Lenders in this space have decades of experience in the challenges facing our rural communities, and it’s important to partner with a brokerage who has the same level of understanding.

Types of Rural and Agricultural Lending

Land and property loans:

While there are a large range of lending options for rural zoned property up to 200acres/80ha for non-income producing or lifestyle properties, once a property is deemed as income producing or over 200acres/80ha it will fall outside standard residential lending policy and products. At this point the lending policies and products will be designed specifically for the agricultural sector and will vary depending on the type and size of the agricultural enterprise as there are circumstances which are unique from farm to farm.

Agribusiness lending:

Agribusiness lending covers a broad range of lending to primary production businesses and are often structured around the unique needs and requirements of the individual business.

While some challenges are shared by all in a particular area of the agricultural industry, some are very specific to an individual operation.
The finance requirements of a cattle farmer will differ to a poultry operation or a grain farmer, so it’s important that the lender has a deep understanding of how your business operates.

The terms on most agricultural loans have flexibility around the timing of needing the funds (such as restocking, sowing, and harvesting), and on the timing of repayments (when stock and produce are sold). They can provide additional flexibility around market conditions and the impact of nature on operations, as well as access to additional funding requirements to assist in managing unexpected circumstances.

Equipment Finance:

Equipment can range from light to heavy machinery and includes tractors, harvesters and harvesting equipment, ploughs, cultivators and harrows, mowers, seed drills and spreaders, sprayers and spraying equipment, spreaders, balers, trucks, trailers and other vehicles, irrigation equipment and machinery.

With advances in technology moving quickly in the agribusiness sector there is an increasing use of robots, drones, sensors, imagery, and GPS products to improve productivity and reliability of production.

Livestock and crop funding:

Livestock and crop funding allows farmers to secure funds over existing stock or crops, or to purchase new stock and plant new crops.

This type of lending is very specialist in nature, is more expensive, and comes with a higher degree of risk as many environmental and market factors can impact expected returns.
This type of lending usually requires repayment of the debt in full at time of sale of the stock or produce.

Most farming operations will require a mix of all these types of loan products to run their business, and it’s essential to get the structure of these products right. Farming is stressful enough without the addition of the financial pressures from not having the right loans to support your business.

Why Choose Bell Partners Finance?

Bell Partners Finance has deep roots in Australia’s agricultural sector.
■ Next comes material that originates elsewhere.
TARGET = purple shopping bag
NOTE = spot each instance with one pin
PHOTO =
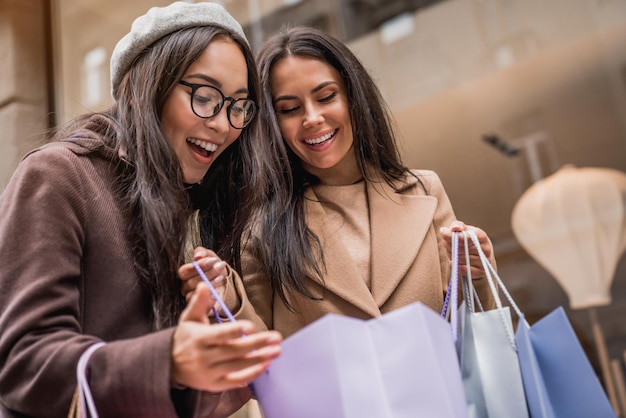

Our Managing Director (Mark Stevenson) grew up in the Central West of NSW on a 2000 acre property where his family ran a registered Shorthorn cattle stud as well as Merino and Tukidale sheep.

His family was integral in establishing the carpet wool industry in Australia and owned and operated one of the largest wool brokerages in New South Wales.
He spent every weekend and school holidays working on the family farm, helping collect wool from local farmers, at stud bull auctions, and at the wool markets in Sydney.

Bell Partners Finance operates its rural and agribusiness lending head office out of Tamworth, NSW.